The kids saw his support. They felt the community around them. And it mattered.
But not every moment with the community was easy. A few days after Peter died, I came back to the house to mow the lawn so we could have a picnic outside anything to get the kids some fresh air without forcing them back inside the house too soon. I was trimming a bush with my headphones on when I noticed a car pull up next door. I assumed it had nothing to do with me.
But the neighbour got out and started talking. At first I couldn’t hear him, then he demanded, “What are you doing? What are you doing that for?”
I told him, “What am I doing what for?”
He said, “Why are you doing that? You know the circumstances.”
I said, “Yes, I do.”
Then he said something that hit me like a punch: “I never liked him anyway. He never came and introduced himself.”
I was stunned completely taken aback. And then he added, “You’ll have to leave the house. When are you moving out?”
I said, “He just died. Do you really think the children are going to be kicked out of their home onto the street?”
He replied, “Yes, they do. They’re not old enough to stay on their own.”
I said, “If anything happened to you, do you think your wife would have to leave?”
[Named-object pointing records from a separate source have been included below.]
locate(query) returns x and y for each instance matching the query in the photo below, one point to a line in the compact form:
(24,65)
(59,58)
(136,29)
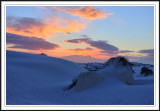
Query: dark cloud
(125,51)
(103,45)
(31,43)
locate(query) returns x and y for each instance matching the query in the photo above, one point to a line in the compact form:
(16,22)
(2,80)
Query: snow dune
(33,79)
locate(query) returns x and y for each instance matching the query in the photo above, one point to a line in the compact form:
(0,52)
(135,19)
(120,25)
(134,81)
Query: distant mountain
(82,59)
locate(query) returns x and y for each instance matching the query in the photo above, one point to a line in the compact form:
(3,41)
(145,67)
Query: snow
(33,79)
(87,80)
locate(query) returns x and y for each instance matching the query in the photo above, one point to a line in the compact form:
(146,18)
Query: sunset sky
(82,33)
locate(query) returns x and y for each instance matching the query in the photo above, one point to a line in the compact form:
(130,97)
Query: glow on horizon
(126,28)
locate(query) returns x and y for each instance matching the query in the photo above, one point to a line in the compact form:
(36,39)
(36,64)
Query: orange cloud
(85,12)
(48,27)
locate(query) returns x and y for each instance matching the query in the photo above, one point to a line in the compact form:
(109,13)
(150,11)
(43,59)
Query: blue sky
(128,28)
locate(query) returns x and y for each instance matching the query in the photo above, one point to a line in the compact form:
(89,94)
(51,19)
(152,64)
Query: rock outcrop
(120,68)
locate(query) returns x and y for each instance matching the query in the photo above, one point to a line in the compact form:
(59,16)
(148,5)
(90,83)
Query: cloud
(147,51)
(103,45)
(82,59)
(85,12)
(79,49)
(42,28)
(78,41)
(31,43)
(125,51)
(147,59)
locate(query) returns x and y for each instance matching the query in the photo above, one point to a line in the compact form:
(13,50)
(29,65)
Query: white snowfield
(33,79)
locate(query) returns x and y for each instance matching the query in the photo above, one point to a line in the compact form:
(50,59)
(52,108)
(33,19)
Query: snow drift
(33,79)
(119,67)
(87,80)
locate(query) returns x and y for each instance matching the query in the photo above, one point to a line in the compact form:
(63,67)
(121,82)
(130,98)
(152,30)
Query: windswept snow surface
(33,79)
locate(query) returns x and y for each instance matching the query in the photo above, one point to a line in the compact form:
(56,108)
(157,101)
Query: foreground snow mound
(87,80)
(33,74)
(120,68)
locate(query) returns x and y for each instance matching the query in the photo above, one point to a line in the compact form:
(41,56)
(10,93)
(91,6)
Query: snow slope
(40,80)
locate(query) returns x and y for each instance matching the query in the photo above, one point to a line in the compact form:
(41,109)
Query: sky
(82,33)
He said, “Well, she’s on the tenancy.”
I told him, “You don’t know the situation, and you certainly don’t know who I am. I’m appalled by this. Whatever you’re going through, I hope you get help. But this is the children’s home. Show some respect.”
He huffed and puffed, and I remember feeling more sorry for him than angry. My motto has always been: when they go low, you go high. And that’s what I held onto in that moment.
Even with that one negative encounter, the overwhelming majority of the community was nothing but supportive and their kindness helped hold us up during those weeks when everything felt so uncertain.
Through all of it, one thing anchored us: no matter what happened, we would stay together. Jane and the kids would remain together. I would support them every step of the way. Even in grief, even in fear, even in bureaucracy and limbo, we were determined to protect their world as much as we possibly could.